I think puzzle COMPLEXITY needs to take a step up, and perhaps dropping down the difficulty can remove/simply steps of a puzzle in tiers. This may not be a proper solution now, though.
Things that could help that would be easy to implement:
-When Hints are set to zero, that was an active action by the player. It's an input that should mean something. I don't know what "High" hint levels do, but for 0 try to remove heavily guiding dialog or at least make the prompts take longer to occur. Things like "HERE IS THE ANSWER TO THE PUZZLE" from Emmett after the first mistake makes me feel like the game thinks I'm too dumb to even figure out that the words he's YELLING are the ones I should concentrate on(especially since I had subtitles on, and that capitalized words in the sentences....making it easier. =P).

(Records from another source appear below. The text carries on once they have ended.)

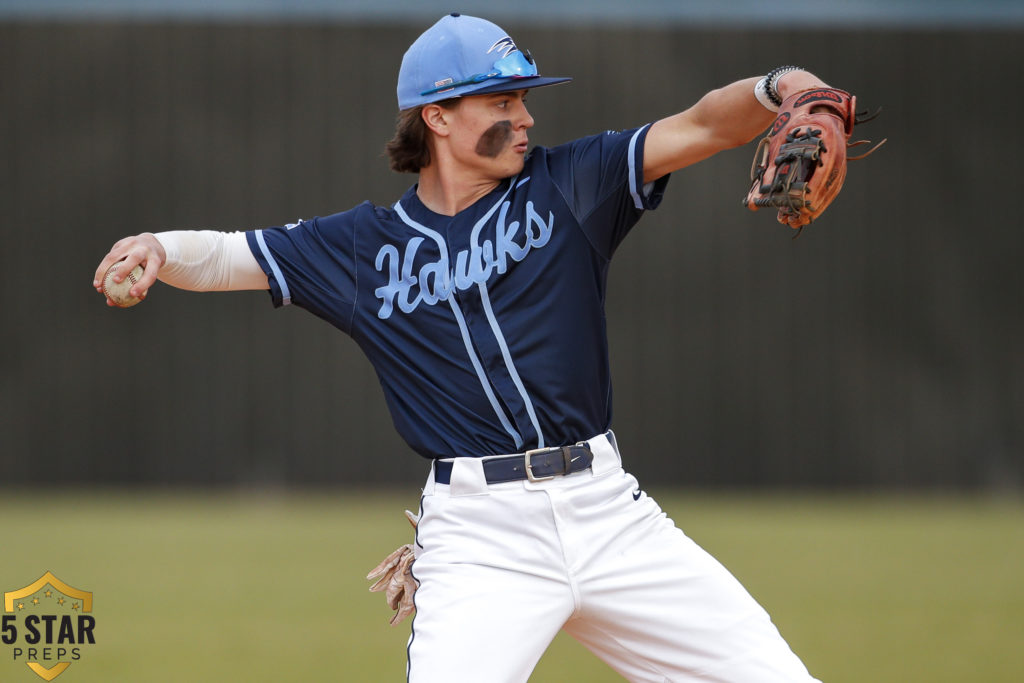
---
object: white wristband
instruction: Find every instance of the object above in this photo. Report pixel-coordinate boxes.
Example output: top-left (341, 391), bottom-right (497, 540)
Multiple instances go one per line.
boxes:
top-left (156, 230), bottom-right (269, 292)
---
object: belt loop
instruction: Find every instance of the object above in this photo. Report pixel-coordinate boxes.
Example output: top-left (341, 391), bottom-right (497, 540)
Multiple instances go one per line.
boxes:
top-left (449, 458), bottom-right (489, 496)
top-left (423, 460), bottom-right (437, 496)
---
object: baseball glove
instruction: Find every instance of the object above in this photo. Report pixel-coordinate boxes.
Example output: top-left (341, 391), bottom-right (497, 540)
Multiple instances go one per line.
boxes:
top-left (743, 88), bottom-right (885, 234)
top-left (367, 510), bottom-right (420, 626)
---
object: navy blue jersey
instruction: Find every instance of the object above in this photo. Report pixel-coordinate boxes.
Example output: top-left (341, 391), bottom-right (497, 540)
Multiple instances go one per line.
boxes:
top-left (247, 126), bottom-right (668, 458)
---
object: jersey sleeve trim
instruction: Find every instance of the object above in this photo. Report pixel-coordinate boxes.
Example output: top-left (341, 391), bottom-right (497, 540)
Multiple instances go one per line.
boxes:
top-left (627, 124), bottom-right (650, 211)
top-left (254, 230), bottom-right (292, 306)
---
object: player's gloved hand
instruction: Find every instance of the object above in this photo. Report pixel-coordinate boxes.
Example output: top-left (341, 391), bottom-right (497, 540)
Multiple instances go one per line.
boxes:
top-left (367, 510), bottom-right (420, 626)
top-left (743, 87), bottom-right (885, 229)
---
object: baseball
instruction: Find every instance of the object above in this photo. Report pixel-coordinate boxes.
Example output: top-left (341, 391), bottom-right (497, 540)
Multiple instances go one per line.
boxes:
top-left (103, 261), bottom-right (142, 308)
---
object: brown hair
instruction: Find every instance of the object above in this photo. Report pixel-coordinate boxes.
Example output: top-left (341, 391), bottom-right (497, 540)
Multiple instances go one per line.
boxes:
top-left (384, 97), bottom-right (459, 173)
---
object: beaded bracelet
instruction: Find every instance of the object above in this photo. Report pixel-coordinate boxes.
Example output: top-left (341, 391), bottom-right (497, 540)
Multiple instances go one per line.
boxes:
top-left (765, 65), bottom-right (804, 106)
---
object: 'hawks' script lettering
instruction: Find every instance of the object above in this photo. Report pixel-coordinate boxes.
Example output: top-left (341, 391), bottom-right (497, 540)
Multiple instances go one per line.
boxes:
top-left (374, 202), bottom-right (555, 319)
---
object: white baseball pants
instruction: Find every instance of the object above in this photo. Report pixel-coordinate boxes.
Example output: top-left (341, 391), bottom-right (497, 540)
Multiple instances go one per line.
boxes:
top-left (408, 435), bottom-right (816, 683)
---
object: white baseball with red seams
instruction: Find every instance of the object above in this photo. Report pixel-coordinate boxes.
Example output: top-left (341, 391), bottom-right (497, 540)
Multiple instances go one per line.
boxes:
top-left (103, 261), bottom-right (142, 308)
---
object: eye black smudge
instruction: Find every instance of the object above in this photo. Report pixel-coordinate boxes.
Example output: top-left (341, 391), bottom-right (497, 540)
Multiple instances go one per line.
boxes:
top-left (476, 121), bottom-right (512, 159)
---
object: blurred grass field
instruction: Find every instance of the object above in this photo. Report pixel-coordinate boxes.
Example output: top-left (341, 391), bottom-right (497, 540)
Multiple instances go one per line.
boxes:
top-left (0, 489), bottom-right (1024, 683)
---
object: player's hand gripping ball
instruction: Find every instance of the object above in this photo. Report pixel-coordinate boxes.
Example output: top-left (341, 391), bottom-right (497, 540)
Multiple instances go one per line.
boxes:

-Make puzzles that deal with figuring out how something works. Something that requires little or no inventory and can be confined to a room, but still be a brain-teaser of some sort. The soup kitchen puzzle was nice in some ways, because you had to know how the whole system worked. If possible, make most/all of the prompts player-initiated, though. When I learned things about how the soup kitchen worked, it seemed like the game was playing some parts of that arbitrarily. Make it so that a player can explore the constructed system or device and get a general idea pretty quickly of what they're supposed to do with it, and then make figuring that out by messing with a few close-together junction points. I think this kind of puzzle would be accessible without being insulting, as long as people aren't yelling answers in your ear the moment you make the slightest mistake no matter what your hint level. High hint-level players, on the other hand, can be free to have their hints.

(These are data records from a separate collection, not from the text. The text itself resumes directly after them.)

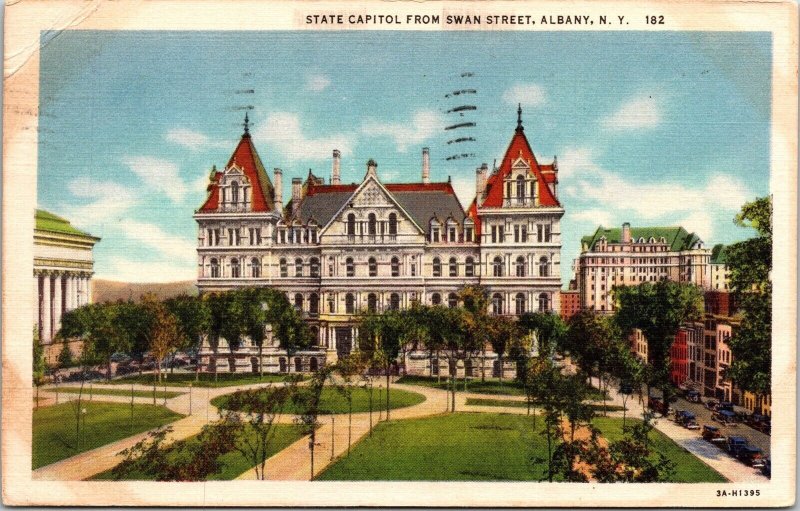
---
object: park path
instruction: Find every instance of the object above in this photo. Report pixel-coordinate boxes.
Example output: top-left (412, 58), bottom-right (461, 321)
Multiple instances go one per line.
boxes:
top-left (237, 379), bottom-right (454, 481)
top-left (33, 383), bottom-right (290, 481)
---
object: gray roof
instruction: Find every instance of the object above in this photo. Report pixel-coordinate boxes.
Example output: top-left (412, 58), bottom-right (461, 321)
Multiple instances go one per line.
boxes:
top-left (287, 183), bottom-right (466, 234)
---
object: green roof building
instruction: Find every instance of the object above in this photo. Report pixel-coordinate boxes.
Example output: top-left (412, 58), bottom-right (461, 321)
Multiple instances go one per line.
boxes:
top-left (575, 223), bottom-right (712, 312)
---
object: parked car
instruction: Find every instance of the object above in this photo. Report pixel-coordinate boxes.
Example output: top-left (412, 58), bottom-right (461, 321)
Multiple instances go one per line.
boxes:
top-left (761, 458), bottom-right (772, 477)
top-left (711, 410), bottom-right (737, 426)
top-left (725, 436), bottom-right (747, 456)
top-left (686, 390), bottom-right (700, 403)
top-left (717, 401), bottom-right (733, 412)
top-left (736, 445), bottom-right (764, 468)
top-left (700, 424), bottom-right (727, 445)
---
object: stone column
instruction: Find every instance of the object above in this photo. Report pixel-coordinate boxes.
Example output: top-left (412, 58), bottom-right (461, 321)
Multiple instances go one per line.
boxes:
top-left (41, 274), bottom-right (53, 343)
top-left (53, 275), bottom-right (64, 335)
top-left (33, 275), bottom-right (42, 330)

-Add more "steps" to the puzzles. Make the obvious action fail in some way, and then have a secondary action that has to be performed. Why does just clicking on Einstein have him attack Kid Tannen? Why can't we find a way to "get" him to attack Kid? It seems like Einstein was an arbitrary "Run Away" button, when you could have made the escape after obtaining the recording something of a puzzle(with a solution that could be repeated easily if for some reason the player did not actually get a recording).
I'd write more, because there are a ton of ways that Back to the Future: The Game could be improved in the The Game category. The problem is, I don't think Telltale
wants to make a good, engaging game that doesn't look down on the player like a younger brother or a mentally-disabled child. As long as games are designed for
Dave Grossman's mother-in-law, everyone above her on the curve is going to suffer. And while Dave Grossman's mother-in-law might finally be able to play a Telltale game, almost everyone who has any interest whatsoever in playing games happens to be somewhat above her level when it comes to understanding and reacting to gameplay cues, or
wanting to play games. You could make a film for people who hate movies by scrolling text on a projector screen, but it's not actually a film. And you can make a game accessible by ripping out gameplay elements one by one, but at some point you end up with something less than a game.
...I just realized that I've gone a bit off-topic. Excuse me.